À l’ouverture de la tranchée, la forteresse tint dix jours et répondit aux assauts autrichiens par des bombardements d’une féroce intensité. Le journal du colonel Nuscheler décrivit notamment un retrait temporaire des Alliés le 22 Août après un premier assaut : « La garnison y répondit de façon très vive et avec une continuité si héroïque que quelques-unes de nos batteries furent obligées de suspendre leur feu. » De même que l’Archiduc menaça encore le 23 : « j’ai les moyens de vous forcer », qu’un incendie se déclara dans la place-forte le 25 Août et que des soldats profitaient de leurs tours de gardes pour déserter laissaient penser à une capitulation rapide, Barbanègre rétorqua une énième fois son refus de céder la forteresse. Il fallut attendre l’arrivée d’un ordre officiel du gouvernement et l’assurance pour Barbanègre que ses troupes pourraient rejoindre l’armée de la Loire et que Huningue restât français pour accepter de rendre les armes.
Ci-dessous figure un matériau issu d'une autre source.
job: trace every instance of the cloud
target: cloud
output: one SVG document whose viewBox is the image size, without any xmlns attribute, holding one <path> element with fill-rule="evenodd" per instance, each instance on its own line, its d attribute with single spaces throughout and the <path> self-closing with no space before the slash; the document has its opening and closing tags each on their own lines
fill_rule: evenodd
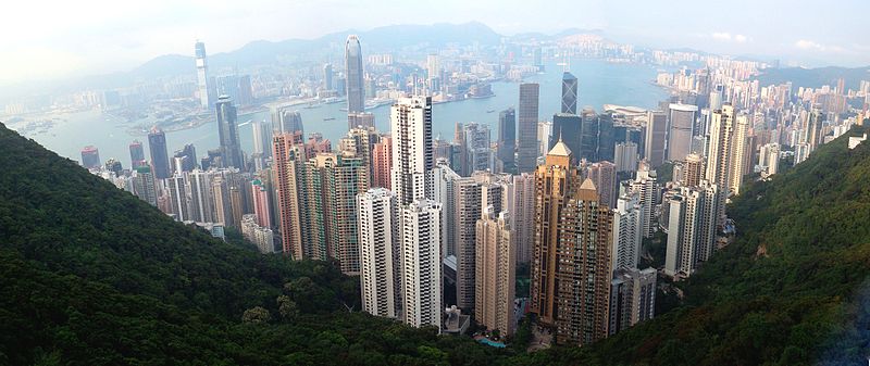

Lorsque les Autrichiens furent aux pieds de la forteresse meurtrie, la légende veut que Barbanègre les impressionna une ultime fois en sortant suivi de cinquante hommes valides, tambours battants et bandières au vent. Aujourd’hui, peut-être ne reste-il plus rien dans les mémoires de ce grand moment de notre récit national, mais que cela ne nous empêche pas de l’apprécier à sa juste valeur : Joseph Barbanègre ne s’est pas contenté d’y contribuer, il l’a aussi incarné.